Shieber: 16 millimeters of Babe and Lou in 1927
From SABR member Tom Shieber at BaseballHall.org on November 28, 2018:
The Japanese American National Museum in Los Angeles (JANM) features a wonderful exhibit titled Common Ground: The Heart of Community.
Through hundreds of artifacts, documents and images, the exhibition examines well over a century of Japanese-American history.
In a section of Common Ground devoted to immigrant community life before World War II, a case includes items from a general store owned and operated by a Japanese-American family in Hood River, Ore., prior to World War II: Packs of chewing gum, a bottle of denture powder, an advertisement for money orders.

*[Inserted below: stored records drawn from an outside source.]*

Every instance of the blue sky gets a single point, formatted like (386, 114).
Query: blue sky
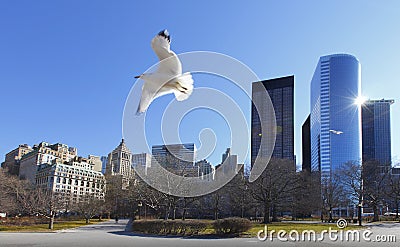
(66, 67)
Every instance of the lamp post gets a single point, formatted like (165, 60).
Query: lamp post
(139, 206)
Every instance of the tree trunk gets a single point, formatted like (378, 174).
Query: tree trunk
(274, 214)
(51, 222)
(184, 214)
(174, 214)
(376, 216)
(266, 213)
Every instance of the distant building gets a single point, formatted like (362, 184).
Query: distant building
(104, 161)
(306, 145)
(205, 168)
(44, 153)
(72, 180)
(13, 158)
(96, 162)
(229, 162)
(335, 117)
(143, 159)
(281, 92)
(119, 164)
(177, 158)
(376, 134)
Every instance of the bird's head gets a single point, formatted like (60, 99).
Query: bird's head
(164, 33)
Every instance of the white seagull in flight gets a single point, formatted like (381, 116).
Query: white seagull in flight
(168, 78)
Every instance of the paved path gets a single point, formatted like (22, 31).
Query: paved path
(112, 234)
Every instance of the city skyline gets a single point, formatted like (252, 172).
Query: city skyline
(335, 118)
(68, 67)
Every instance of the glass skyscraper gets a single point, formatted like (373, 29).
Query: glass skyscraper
(281, 92)
(376, 137)
(335, 117)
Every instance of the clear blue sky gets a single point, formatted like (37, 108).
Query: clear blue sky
(66, 67)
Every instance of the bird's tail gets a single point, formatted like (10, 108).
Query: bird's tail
(185, 86)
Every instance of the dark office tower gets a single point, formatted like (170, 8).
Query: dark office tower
(375, 118)
(281, 91)
(306, 145)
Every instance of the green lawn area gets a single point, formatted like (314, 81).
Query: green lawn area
(58, 225)
(317, 227)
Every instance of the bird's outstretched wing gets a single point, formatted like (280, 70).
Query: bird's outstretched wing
(169, 61)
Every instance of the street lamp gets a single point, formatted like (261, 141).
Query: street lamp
(139, 206)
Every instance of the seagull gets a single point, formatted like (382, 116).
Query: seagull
(168, 78)
(336, 132)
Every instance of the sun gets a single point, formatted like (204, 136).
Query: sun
(360, 100)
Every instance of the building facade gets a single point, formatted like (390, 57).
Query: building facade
(13, 158)
(205, 168)
(120, 164)
(104, 161)
(281, 92)
(335, 117)
(376, 132)
(306, 145)
(177, 158)
(73, 180)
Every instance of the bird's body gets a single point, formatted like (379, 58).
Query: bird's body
(168, 78)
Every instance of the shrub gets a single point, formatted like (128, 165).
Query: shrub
(232, 225)
(169, 227)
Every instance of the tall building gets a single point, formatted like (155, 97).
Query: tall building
(376, 134)
(104, 161)
(177, 158)
(229, 161)
(306, 145)
(281, 92)
(141, 160)
(95, 161)
(73, 180)
(335, 117)
(120, 164)
(44, 153)
(13, 158)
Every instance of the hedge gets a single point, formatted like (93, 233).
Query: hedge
(169, 227)
(232, 225)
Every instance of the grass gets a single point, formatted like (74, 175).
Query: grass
(318, 228)
(58, 225)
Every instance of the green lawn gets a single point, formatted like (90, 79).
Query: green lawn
(58, 225)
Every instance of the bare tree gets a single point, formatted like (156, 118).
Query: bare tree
(375, 182)
(88, 206)
(351, 178)
(394, 192)
(9, 187)
(274, 186)
(332, 194)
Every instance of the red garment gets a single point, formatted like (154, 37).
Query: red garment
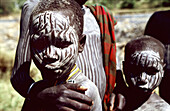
(106, 23)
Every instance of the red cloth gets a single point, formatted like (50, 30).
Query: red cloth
(106, 23)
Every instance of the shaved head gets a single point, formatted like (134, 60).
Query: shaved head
(68, 7)
(144, 63)
(144, 43)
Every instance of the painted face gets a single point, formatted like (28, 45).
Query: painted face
(145, 70)
(54, 43)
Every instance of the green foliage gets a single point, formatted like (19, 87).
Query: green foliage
(20, 3)
(126, 4)
(133, 4)
(7, 6)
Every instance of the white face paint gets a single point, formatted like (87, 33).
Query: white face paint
(54, 42)
(146, 69)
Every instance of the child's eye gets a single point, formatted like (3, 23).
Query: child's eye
(152, 71)
(63, 44)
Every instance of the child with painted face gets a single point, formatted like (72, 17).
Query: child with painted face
(143, 69)
(56, 40)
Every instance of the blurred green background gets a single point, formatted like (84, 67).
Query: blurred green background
(10, 11)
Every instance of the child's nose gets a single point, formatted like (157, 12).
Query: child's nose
(51, 54)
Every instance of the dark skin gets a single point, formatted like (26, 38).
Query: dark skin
(135, 95)
(52, 96)
(117, 100)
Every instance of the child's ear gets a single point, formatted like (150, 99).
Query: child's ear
(124, 66)
(82, 42)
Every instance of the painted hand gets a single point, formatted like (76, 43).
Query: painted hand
(66, 97)
(117, 102)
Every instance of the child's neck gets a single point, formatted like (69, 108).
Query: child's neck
(73, 73)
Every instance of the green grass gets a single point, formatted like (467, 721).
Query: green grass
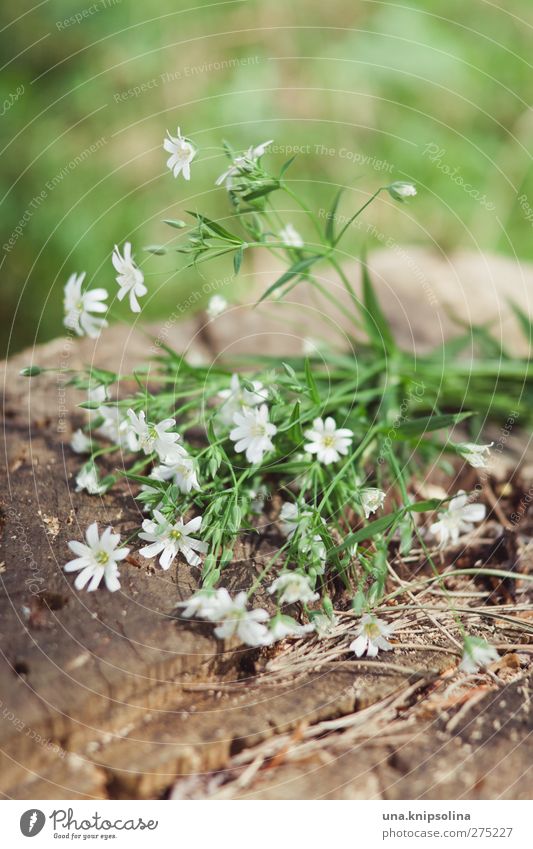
(363, 87)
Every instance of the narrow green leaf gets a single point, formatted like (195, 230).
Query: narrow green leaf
(311, 383)
(524, 321)
(215, 227)
(330, 218)
(286, 165)
(426, 424)
(377, 325)
(237, 260)
(294, 271)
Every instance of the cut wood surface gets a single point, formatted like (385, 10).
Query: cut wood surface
(111, 695)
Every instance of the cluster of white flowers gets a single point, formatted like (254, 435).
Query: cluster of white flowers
(182, 153)
(459, 518)
(242, 164)
(476, 455)
(297, 519)
(97, 558)
(252, 627)
(169, 539)
(79, 304)
(328, 441)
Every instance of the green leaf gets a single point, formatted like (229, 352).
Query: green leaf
(311, 383)
(295, 428)
(174, 222)
(426, 424)
(215, 227)
(524, 321)
(378, 526)
(30, 371)
(330, 218)
(237, 260)
(377, 325)
(286, 165)
(294, 271)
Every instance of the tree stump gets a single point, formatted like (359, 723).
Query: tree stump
(112, 696)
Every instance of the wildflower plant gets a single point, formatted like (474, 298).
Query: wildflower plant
(205, 446)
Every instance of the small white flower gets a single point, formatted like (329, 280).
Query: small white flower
(237, 398)
(182, 154)
(293, 587)
(87, 479)
(181, 471)
(258, 499)
(235, 620)
(327, 441)
(477, 653)
(149, 436)
(170, 538)
(292, 519)
(129, 278)
(401, 190)
(282, 626)
(290, 236)
(252, 433)
(371, 636)
(325, 625)
(80, 442)
(459, 518)
(79, 305)
(243, 163)
(476, 455)
(204, 604)
(216, 306)
(97, 559)
(371, 499)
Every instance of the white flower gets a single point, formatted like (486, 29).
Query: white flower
(242, 163)
(327, 441)
(282, 626)
(459, 518)
(476, 654)
(371, 636)
(401, 190)
(80, 442)
(237, 398)
(216, 306)
(97, 559)
(475, 454)
(182, 154)
(325, 625)
(181, 471)
(129, 278)
(247, 625)
(253, 433)
(79, 306)
(291, 237)
(371, 499)
(292, 519)
(87, 479)
(258, 499)
(170, 538)
(149, 437)
(292, 587)
(204, 604)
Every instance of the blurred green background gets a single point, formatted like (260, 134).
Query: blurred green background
(432, 91)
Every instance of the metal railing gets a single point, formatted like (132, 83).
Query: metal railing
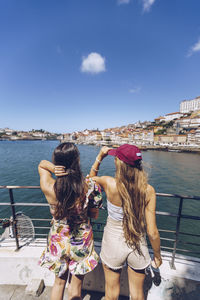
(98, 227)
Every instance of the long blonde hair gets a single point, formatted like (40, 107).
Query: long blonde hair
(132, 187)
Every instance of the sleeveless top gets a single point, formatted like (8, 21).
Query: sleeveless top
(115, 212)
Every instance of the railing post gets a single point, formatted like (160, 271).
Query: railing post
(177, 233)
(14, 218)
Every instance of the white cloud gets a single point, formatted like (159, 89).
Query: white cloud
(135, 90)
(194, 49)
(94, 63)
(123, 2)
(147, 4)
(58, 49)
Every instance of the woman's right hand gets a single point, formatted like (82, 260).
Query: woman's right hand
(104, 151)
(156, 262)
(60, 171)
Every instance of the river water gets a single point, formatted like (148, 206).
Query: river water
(168, 172)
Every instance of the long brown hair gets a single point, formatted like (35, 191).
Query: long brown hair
(132, 186)
(69, 189)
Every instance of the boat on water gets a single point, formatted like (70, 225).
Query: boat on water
(21, 245)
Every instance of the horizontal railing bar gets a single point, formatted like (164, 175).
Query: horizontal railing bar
(19, 187)
(189, 234)
(43, 234)
(158, 194)
(44, 220)
(188, 243)
(24, 204)
(178, 196)
(183, 250)
(190, 217)
(163, 213)
(41, 227)
(166, 239)
(165, 230)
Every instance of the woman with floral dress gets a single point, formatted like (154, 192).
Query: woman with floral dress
(72, 199)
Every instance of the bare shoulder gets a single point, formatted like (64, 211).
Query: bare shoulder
(150, 190)
(104, 180)
(151, 198)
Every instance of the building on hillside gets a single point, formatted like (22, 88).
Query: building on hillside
(171, 116)
(170, 139)
(188, 106)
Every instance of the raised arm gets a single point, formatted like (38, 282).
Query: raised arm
(152, 230)
(46, 169)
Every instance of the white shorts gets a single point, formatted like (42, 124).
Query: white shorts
(115, 252)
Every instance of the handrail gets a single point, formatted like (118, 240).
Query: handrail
(99, 225)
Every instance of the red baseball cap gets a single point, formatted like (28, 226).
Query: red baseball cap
(127, 153)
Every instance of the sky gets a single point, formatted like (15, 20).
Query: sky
(71, 65)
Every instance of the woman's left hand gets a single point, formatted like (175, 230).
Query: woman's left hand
(104, 151)
(60, 171)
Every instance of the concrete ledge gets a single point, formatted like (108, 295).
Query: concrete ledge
(20, 267)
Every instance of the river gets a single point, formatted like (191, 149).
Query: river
(168, 172)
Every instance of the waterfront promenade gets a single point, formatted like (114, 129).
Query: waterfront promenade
(19, 268)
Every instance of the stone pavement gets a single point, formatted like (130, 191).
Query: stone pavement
(17, 292)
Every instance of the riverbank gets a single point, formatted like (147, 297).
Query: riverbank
(182, 149)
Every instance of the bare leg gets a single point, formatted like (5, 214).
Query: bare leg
(112, 283)
(58, 288)
(136, 281)
(75, 287)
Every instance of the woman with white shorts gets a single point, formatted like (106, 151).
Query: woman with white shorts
(131, 204)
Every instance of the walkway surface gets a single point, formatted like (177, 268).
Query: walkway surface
(17, 292)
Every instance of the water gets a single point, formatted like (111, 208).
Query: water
(168, 172)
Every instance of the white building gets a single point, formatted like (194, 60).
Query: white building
(187, 106)
(172, 116)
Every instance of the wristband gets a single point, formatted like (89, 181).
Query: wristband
(99, 161)
(96, 170)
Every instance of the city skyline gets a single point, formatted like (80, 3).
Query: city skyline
(74, 65)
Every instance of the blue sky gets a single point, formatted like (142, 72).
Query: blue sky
(74, 64)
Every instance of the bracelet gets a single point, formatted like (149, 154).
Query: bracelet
(99, 161)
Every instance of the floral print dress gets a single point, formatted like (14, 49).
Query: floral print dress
(73, 250)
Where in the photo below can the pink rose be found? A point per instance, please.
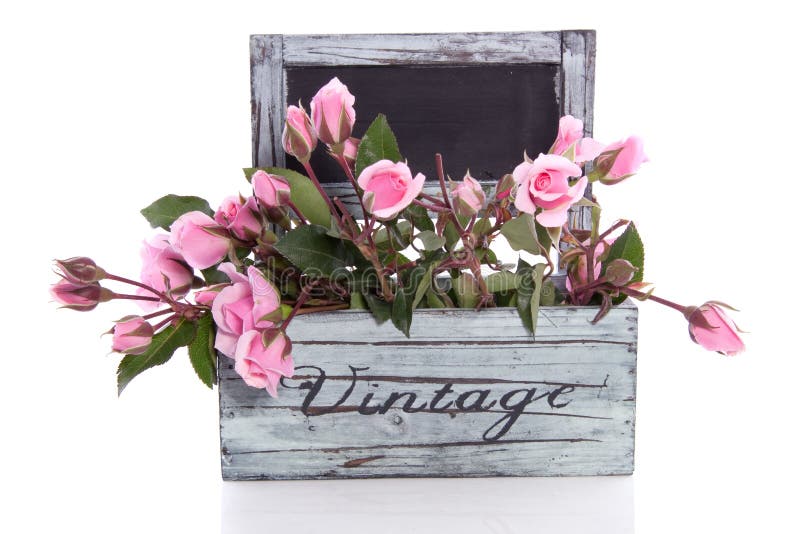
(132, 335)
(712, 329)
(544, 184)
(199, 239)
(250, 302)
(351, 150)
(570, 132)
(80, 297)
(271, 190)
(299, 137)
(332, 112)
(468, 197)
(628, 161)
(389, 188)
(260, 365)
(162, 266)
(240, 216)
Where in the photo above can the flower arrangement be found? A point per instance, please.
(234, 279)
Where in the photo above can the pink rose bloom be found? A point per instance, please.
(712, 329)
(628, 161)
(132, 335)
(579, 274)
(332, 112)
(389, 188)
(250, 302)
(299, 137)
(241, 218)
(199, 239)
(260, 366)
(80, 297)
(468, 197)
(570, 132)
(544, 184)
(162, 265)
(271, 190)
(351, 150)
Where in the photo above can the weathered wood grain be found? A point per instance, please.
(268, 100)
(418, 49)
(579, 421)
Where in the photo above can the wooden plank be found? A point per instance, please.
(267, 100)
(420, 49)
(363, 402)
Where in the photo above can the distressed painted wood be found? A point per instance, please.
(418, 49)
(468, 394)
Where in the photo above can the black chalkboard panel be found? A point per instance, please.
(479, 117)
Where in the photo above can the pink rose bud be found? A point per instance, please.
(544, 185)
(271, 190)
(299, 137)
(351, 151)
(468, 197)
(251, 302)
(132, 335)
(578, 275)
(712, 329)
(570, 132)
(80, 270)
(241, 217)
(504, 187)
(332, 112)
(199, 239)
(80, 297)
(630, 157)
(261, 364)
(389, 188)
(163, 269)
(205, 297)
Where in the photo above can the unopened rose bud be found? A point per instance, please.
(80, 270)
(619, 272)
(468, 197)
(332, 113)
(299, 137)
(504, 187)
(80, 297)
(132, 335)
(271, 190)
(351, 150)
(711, 328)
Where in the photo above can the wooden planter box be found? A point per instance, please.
(470, 394)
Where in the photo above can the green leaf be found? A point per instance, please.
(467, 291)
(309, 247)
(201, 351)
(502, 281)
(628, 246)
(381, 310)
(401, 312)
(304, 194)
(431, 240)
(161, 348)
(163, 212)
(419, 217)
(522, 234)
(377, 143)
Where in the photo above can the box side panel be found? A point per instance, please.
(468, 394)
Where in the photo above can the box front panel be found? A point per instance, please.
(468, 394)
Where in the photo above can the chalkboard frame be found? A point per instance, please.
(573, 51)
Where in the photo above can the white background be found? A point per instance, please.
(107, 106)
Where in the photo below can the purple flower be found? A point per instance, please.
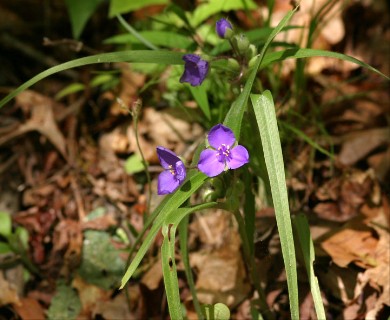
(222, 26)
(173, 175)
(224, 156)
(195, 69)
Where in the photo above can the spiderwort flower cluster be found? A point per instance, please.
(174, 171)
(223, 152)
(224, 28)
(224, 155)
(195, 69)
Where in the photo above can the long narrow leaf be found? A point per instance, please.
(264, 110)
(200, 95)
(234, 117)
(308, 53)
(170, 272)
(193, 182)
(183, 241)
(302, 229)
(169, 227)
(162, 57)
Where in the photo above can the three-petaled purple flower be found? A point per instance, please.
(222, 26)
(224, 155)
(195, 69)
(174, 171)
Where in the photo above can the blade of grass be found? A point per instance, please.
(234, 117)
(200, 95)
(170, 272)
(162, 57)
(171, 222)
(183, 240)
(302, 231)
(134, 32)
(193, 182)
(308, 53)
(264, 110)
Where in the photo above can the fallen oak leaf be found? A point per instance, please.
(42, 120)
(354, 242)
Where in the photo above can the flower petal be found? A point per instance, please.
(209, 164)
(167, 157)
(219, 135)
(221, 26)
(166, 183)
(191, 58)
(180, 171)
(239, 157)
(195, 69)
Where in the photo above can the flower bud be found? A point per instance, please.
(224, 29)
(251, 52)
(241, 43)
(233, 64)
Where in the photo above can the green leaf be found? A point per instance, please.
(161, 57)
(80, 12)
(4, 248)
(101, 264)
(200, 95)
(183, 240)
(159, 38)
(22, 234)
(65, 304)
(5, 224)
(72, 88)
(171, 202)
(134, 164)
(219, 311)
(302, 231)
(234, 117)
(264, 110)
(307, 139)
(308, 53)
(121, 6)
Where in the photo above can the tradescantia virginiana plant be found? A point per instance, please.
(225, 149)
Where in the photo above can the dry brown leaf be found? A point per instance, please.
(8, 293)
(380, 274)
(130, 83)
(29, 309)
(42, 120)
(117, 308)
(355, 242)
(100, 223)
(346, 194)
(360, 144)
(341, 282)
(162, 128)
(90, 295)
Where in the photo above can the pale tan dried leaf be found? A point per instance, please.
(8, 293)
(29, 309)
(355, 242)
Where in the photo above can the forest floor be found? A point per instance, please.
(63, 177)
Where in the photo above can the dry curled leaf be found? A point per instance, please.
(355, 242)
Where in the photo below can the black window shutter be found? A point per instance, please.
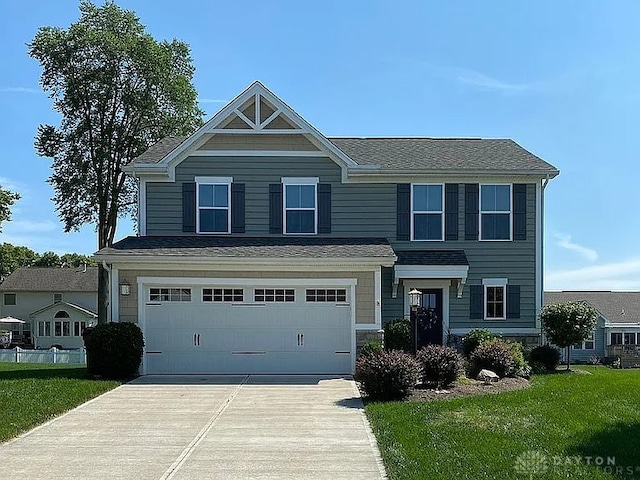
(324, 208)
(476, 302)
(275, 208)
(471, 210)
(520, 211)
(237, 208)
(189, 207)
(451, 211)
(404, 211)
(513, 301)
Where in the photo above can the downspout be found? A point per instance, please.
(545, 182)
(108, 269)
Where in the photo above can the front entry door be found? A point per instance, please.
(429, 317)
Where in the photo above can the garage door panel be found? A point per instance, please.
(277, 337)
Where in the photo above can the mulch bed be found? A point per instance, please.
(468, 388)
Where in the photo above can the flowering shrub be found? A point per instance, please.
(440, 365)
(387, 375)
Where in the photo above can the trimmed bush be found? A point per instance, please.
(496, 356)
(371, 347)
(440, 365)
(475, 338)
(114, 350)
(547, 356)
(397, 335)
(387, 375)
(522, 368)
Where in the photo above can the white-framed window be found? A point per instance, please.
(222, 295)
(213, 205)
(270, 295)
(587, 344)
(170, 294)
(9, 298)
(496, 209)
(300, 205)
(78, 328)
(427, 211)
(338, 295)
(44, 329)
(495, 298)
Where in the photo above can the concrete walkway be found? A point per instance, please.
(205, 427)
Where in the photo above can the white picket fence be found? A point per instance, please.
(53, 355)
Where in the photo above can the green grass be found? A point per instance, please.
(560, 415)
(31, 394)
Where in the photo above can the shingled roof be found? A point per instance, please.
(412, 154)
(616, 307)
(251, 247)
(36, 279)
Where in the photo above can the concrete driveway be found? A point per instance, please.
(205, 427)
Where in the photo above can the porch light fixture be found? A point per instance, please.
(414, 298)
(125, 288)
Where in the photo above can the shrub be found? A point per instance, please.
(114, 350)
(397, 335)
(387, 375)
(518, 357)
(547, 356)
(496, 356)
(440, 365)
(371, 347)
(475, 338)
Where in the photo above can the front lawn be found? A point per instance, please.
(31, 394)
(551, 430)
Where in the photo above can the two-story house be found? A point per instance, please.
(266, 247)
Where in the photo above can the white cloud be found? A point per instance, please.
(20, 90)
(621, 275)
(565, 242)
(211, 100)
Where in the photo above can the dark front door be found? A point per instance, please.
(429, 317)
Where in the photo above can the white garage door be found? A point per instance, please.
(242, 330)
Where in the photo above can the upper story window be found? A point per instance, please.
(300, 205)
(495, 212)
(213, 205)
(427, 212)
(9, 298)
(495, 294)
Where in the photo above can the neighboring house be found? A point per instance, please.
(266, 247)
(618, 322)
(57, 303)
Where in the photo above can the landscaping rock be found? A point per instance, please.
(488, 376)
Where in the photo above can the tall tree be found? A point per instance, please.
(118, 91)
(7, 199)
(568, 324)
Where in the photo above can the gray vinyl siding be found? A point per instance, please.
(579, 355)
(358, 210)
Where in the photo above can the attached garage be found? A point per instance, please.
(248, 328)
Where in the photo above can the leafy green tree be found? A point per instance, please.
(118, 91)
(7, 199)
(568, 323)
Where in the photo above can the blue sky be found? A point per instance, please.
(560, 78)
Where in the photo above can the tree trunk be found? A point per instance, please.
(103, 294)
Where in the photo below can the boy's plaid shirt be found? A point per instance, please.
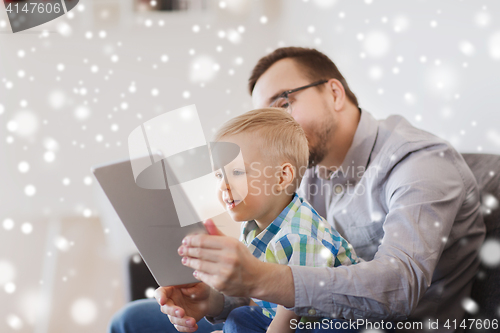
(298, 236)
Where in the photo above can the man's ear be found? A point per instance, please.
(286, 175)
(338, 94)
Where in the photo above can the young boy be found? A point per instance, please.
(280, 227)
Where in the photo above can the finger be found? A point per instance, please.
(212, 228)
(200, 253)
(162, 294)
(201, 265)
(187, 324)
(204, 241)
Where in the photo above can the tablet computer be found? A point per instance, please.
(150, 217)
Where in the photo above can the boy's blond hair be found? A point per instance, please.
(282, 137)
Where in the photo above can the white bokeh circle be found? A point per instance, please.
(83, 311)
(490, 253)
(376, 44)
(7, 272)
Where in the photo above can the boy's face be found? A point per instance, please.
(248, 193)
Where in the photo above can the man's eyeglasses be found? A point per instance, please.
(282, 101)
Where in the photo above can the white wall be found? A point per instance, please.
(464, 109)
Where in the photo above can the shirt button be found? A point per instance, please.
(311, 312)
(338, 189)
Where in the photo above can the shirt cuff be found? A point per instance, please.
(313, 292)
(230, 303)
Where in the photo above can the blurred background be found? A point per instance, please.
(73, 89)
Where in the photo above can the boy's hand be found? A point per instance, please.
(222, 262)
(186, 305)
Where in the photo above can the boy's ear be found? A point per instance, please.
(286, 176)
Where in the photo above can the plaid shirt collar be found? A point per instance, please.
(260, 242)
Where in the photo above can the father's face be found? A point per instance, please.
(312, 108)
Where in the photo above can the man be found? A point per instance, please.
(404, 199)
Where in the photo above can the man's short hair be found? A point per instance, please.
(282, 139)
(315, 66)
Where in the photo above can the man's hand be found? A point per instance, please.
(224, 263)
(186, 305)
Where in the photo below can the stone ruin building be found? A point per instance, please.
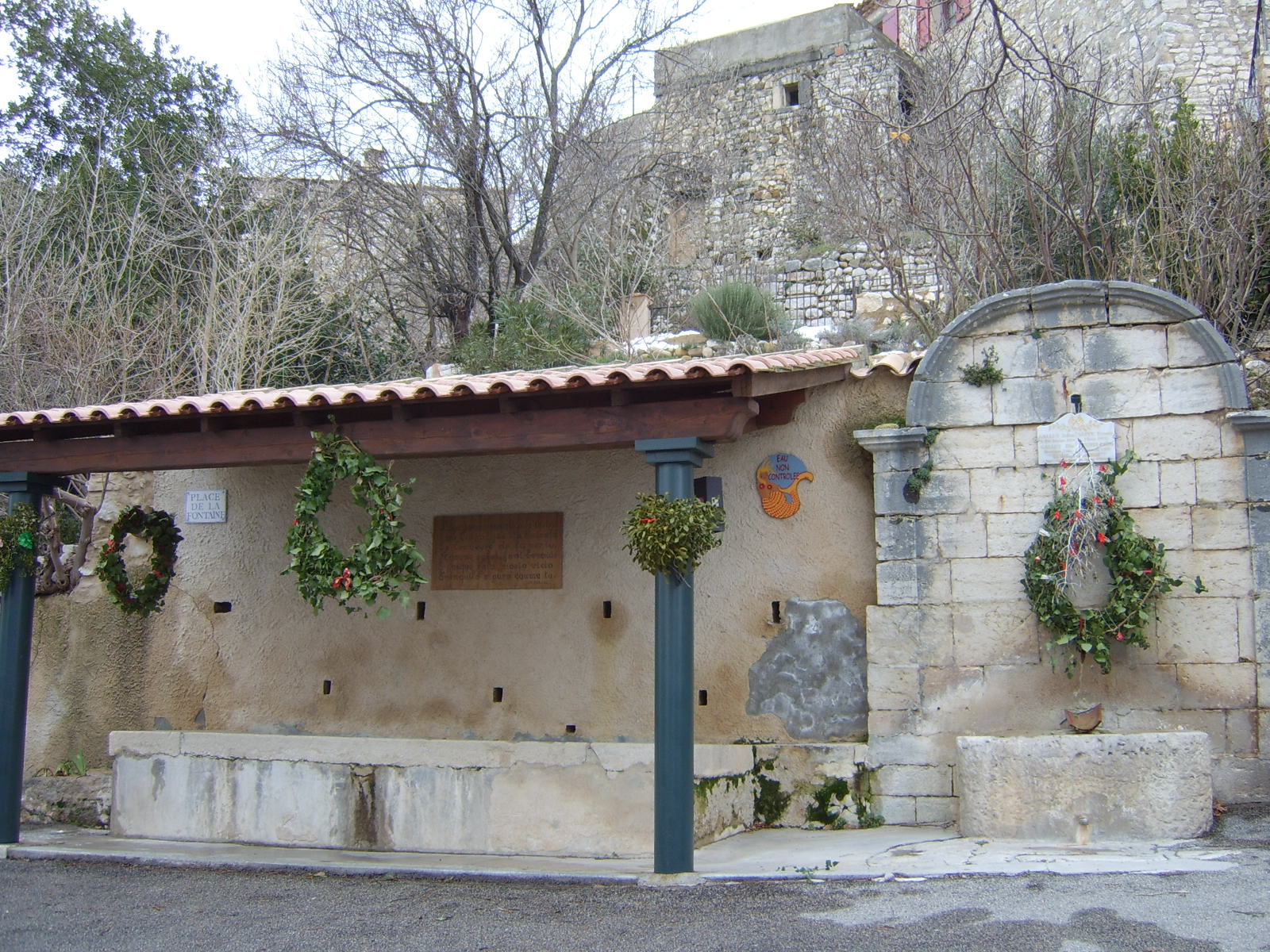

Accompanying these commonplace objects, a video monitor plays home movies taken by the Reverend Sensho Sasaki, a Buddhist priest and amateur filmmaker. With his 16mm camera, Sasaki captured everyday life in various Japanese-American communities on the West coast: Children playing, families walking to church, action at a baseball park.
But it was more than just “action.” Recent research conducted by the Hall of Fame not only revealed that the footage shows Lou Gehrig and Babe Ruth at a ballpark, but their distinctive uniforms made it clear that the movie was taken during their postseason barnstorming tour of 1927.